Ruzbeh Mirmoayadi und Mohammad Salamat, in einem aus zig Perserteppichen von Ausstatterin Nicole Adis untergründeten Verschlag (Garage, Keller) hausend, demonstrieren dem zu ihnen vordringenden Publikum durch warmherzige Küsse und einladende Begrüßungsworte Offenheit und Gastfreundschaft. Man kriegt die Schuhe ausgezogen, und es werden Tee, Zucker und Apfelstücke rumgereicht...
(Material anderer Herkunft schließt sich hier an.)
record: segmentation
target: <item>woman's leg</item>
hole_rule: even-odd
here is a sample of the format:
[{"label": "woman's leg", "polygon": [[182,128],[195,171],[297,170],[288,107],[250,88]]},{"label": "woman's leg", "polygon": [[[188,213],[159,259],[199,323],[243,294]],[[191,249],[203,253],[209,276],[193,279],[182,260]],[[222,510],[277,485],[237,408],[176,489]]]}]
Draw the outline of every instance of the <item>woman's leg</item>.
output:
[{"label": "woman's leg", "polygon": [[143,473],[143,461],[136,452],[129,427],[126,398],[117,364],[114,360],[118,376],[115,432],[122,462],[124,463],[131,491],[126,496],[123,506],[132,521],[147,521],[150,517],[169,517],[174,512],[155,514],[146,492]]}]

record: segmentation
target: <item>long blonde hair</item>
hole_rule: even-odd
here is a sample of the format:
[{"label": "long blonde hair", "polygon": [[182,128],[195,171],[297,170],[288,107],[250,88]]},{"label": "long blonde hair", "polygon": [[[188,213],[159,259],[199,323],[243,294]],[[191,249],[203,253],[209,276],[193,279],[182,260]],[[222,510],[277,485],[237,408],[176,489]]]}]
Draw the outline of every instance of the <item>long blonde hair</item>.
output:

Die beiden Schauspieler plaudern aus ihrem Leben:

Ruzbeh's Eltern waren Schah-Gegner und wirkten in der Illegalität; nachdem der Schah gestürzt war und die Iranische Revolution der Islamischen Revolution wich, mussten sie das Land Hals über Kopf verlassen und wählten die damalige UdSSR zu ihrem Wahl-Exil; Ruzbeh kam in Usbekistan zur Welt, ja und er hatte seither nie/noch nie das Heimatland von seinen Eltern gesehen... Er trommelt auf der Tombak, und er träumt von seiner Großmutter, die er vielleicht mal eines Tages im Iran besucht...

Mohammad klingt da etwas nüchterner; sein familiärer Backround hat nicht diese intellektuellen und aufklärerischen Wurzeln wie diejenigen von seinem Schauspielfreund... Auch war er selbst schon paar mal im Iran, und er berichtet von entzaubernden Realitätserfahrungen, dass also beispielsweise Hunger, Not und Mangel in dem Land (das vom US-Embargo wirtschaftlich fast in die Knie gezwungen worden war) vorherrschen.

Beide Männer - keine Flüchtlinge, natürlich nicht - haben in Deutschland "ordentlich" das Schauspielfach studiert.

Sie singen und tanzen...

Zum Schluss [vielleicht auch analog zum Ende ihres Schauspielstudiums an der Ludwigsburger Akademie für Darstellende Kunst] wird ein sattsam bekanntes "morgenländisches" Klischee herstrapaziert: Vom Typ her, hieß es da verarscherisch, wären der Eine oder Andere die eigentliche Idealbesetzung, um (im Kino) Terroristen, Selbstmordattentäter, Dschiadisten und IS-Kämpfer glaubwürdig zu verkörpern...

Biografisches Theater.

Stark, authentisch, und auch gut gespielt.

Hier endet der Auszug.